どうやらここ数日の間、ずっと自室に籠ったままで、外に顔を出していないらしい。
その原因が体の不調であったり、あるいは生来の性格によるものだったなら――、こうした好奇に満ちた噂の対象にはならなかったであろう。
問題はその原因――、彼女たちが口にした「例の絵」にあった。
この屋敷には、「決して見てはいけない」といわれている、1枚の絵が保管されている。その謂れについてメイドたちは知らない。
ただ、この家の人間にとって無下にはできない代物であることは間違いなかった。
誰の目にも触れないのなら捨ててしまえばいい、或いは――、仮に高価なものなら売ってしまえばいい。
ここで働き、絵の存在を知る
今は使われていない屋敷の一室に保管されているその絵は、1日に1度、必ずあるべき場所に置かれているか、確認するよう言いつけられている。さらに掃除も念入りに――、わずかな埃でものっていようものなら、きついお叱りを受けるという。
しかし、その絵は今、話題の中心にいる子息の部屋にあった。
彼は例の絵を持ち出して、自室に籠り、メイドたちが噂しているこの瞬間もじっとその絵を見つめていた。
睨み付けるわけでもなく――、だからといって、なにかを観察する目でもない。まさに「目が離せない」といった様。
それは例えるなら――、流れ星を探して星空を見つめるが如く。いつ訪れるかわからないその一瞬を見逃すまいと――、そんなふうに見えた。
そんな彼を呪縛から解き放ったのは、扉を叩く音。ただ、「ノック」と呼ぶにはあまりに品性を欠いた大きな音。それに続けて、聞こえてきたのは大人の女性の声だった。

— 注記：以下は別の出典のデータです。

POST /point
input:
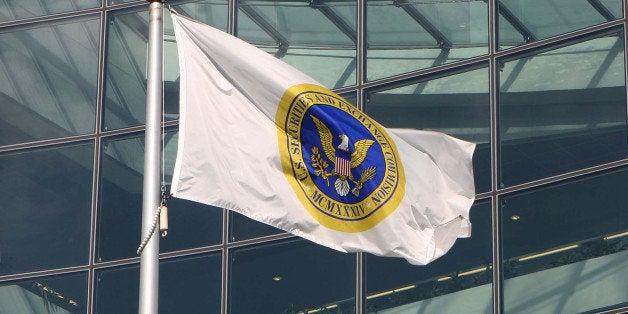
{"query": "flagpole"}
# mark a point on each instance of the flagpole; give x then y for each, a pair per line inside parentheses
(149, 265)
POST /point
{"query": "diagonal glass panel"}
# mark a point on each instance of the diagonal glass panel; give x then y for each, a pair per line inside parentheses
(318, 38)
(125, 67)
(565, 245)
(563, 110)
(456, 104)
(11, 10)
(297, 275)
(404, 36)
(48, 80)
(541, 19)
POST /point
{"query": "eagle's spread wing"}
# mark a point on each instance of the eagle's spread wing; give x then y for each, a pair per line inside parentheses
(361, 148)
(326, 139)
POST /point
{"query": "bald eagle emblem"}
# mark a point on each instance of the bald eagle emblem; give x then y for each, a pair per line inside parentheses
(344, 160)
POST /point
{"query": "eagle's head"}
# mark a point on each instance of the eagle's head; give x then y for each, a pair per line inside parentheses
(344, 145)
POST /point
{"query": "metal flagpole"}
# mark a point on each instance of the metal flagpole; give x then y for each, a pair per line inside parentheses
(149, 265)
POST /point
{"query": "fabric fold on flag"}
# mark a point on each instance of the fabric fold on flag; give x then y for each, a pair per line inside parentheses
(261, 138)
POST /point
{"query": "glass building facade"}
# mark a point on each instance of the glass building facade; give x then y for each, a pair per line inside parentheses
(540, 86)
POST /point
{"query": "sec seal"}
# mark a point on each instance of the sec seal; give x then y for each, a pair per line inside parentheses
(342, 165)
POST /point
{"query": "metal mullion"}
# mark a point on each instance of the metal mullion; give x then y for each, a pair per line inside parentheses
(625, 26)
(42, 273)
(360, 289)
(497, 289)
(361, 52)
(97, 159)
(496, 226)
(259, 20)
(335, 19)
(51, 18)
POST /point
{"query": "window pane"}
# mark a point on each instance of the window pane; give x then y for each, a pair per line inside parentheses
(125, 78)
(458, 282)
(563, 110)
(242, 228)
(48, 80)
(404, 36)
(565, 245)
(292, 275)
(522, 22)
(54, 294)
(317, 37)
(21, 9)
(46, 215)
(457, 105)
(186, 285)
(120, 205)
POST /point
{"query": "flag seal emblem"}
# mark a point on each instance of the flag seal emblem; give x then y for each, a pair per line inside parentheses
(342, 165)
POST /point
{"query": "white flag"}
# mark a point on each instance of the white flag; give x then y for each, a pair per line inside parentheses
(258, 137)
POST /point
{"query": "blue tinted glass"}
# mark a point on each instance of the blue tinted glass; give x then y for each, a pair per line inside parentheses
(20, 9)
(458, 282)
(316, 37)
(457, 105)
(186, 285)
(120, 205)
(46, 215)
(53, 294)
(125, 68)
(565, 245)
(291, 277)
(404, 35)
(242, 228)
(563, 110)
(48, 79)
(528, 21)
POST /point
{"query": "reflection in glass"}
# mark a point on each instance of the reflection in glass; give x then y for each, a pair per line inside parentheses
(563, 110)
(48, 80)
(120, 204)
(317, 37)
(125, 68)
(290, 277)
(522, 22)
(242, 228)
(404, 36)
(46, 215)
(61, 294)
(458, 282)
(457, 105)
(565, 245)
(21, 9)
(186, 285)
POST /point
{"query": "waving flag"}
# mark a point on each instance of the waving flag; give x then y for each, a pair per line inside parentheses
(260, 138)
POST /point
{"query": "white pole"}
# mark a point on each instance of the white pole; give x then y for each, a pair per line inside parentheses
(149, 265)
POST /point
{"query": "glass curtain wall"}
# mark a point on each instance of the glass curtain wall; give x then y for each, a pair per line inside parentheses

「――お母さま? 一体何事ですか? そんなに大きく、それに何度もドアを叩かなくても僕には聞こえておりますが……?」
「あーら、あらあらあら? そう聞こえてたのね? ちなみに――、それはいつからかしら?
部屋の扉を小さく開けると、そこにあったのは笑顔でいながらも、明らかに苛立っている婦人、彼の母親の姿であった。
ブロンドの長い髪に、透き通るような白い肌。15の子をもつ母には見えないほどにその姿は若々しい。
皮肉めいた言い回しで、苛立ちの大部分を吐き出した彼女は、開いたドアから部屋の中を覗き見る。そして、そこに「例の絵」があることを確認するのだった。
「あぁ……、まぁ、もぅ――、お父さまからあれほど『見るな』と言われていたはずなのに……、とうとうあなたも見てしまったのね?」
深いため息を吐き出すとともに、婦人は絵を一瞥してそう口にした。そして、断りを入れるでもなく、部屋の中へ入っていくと、さらに近くでまじまじとそれを見つめる。
「お母さまはこの絵を――、いいえ、この人を存じているのですか?」
「そうね。『この人』はともかく、『この絵』については知っているわ。とても――、とてもとても美しい絵よね」
「はい! 僕もそう思います!」
並んでその絵――、「肖像画」を見つめるふたり。不思議とふたりの視線はある一点に集中していた。それは、深い青色をした肖像画の瞳。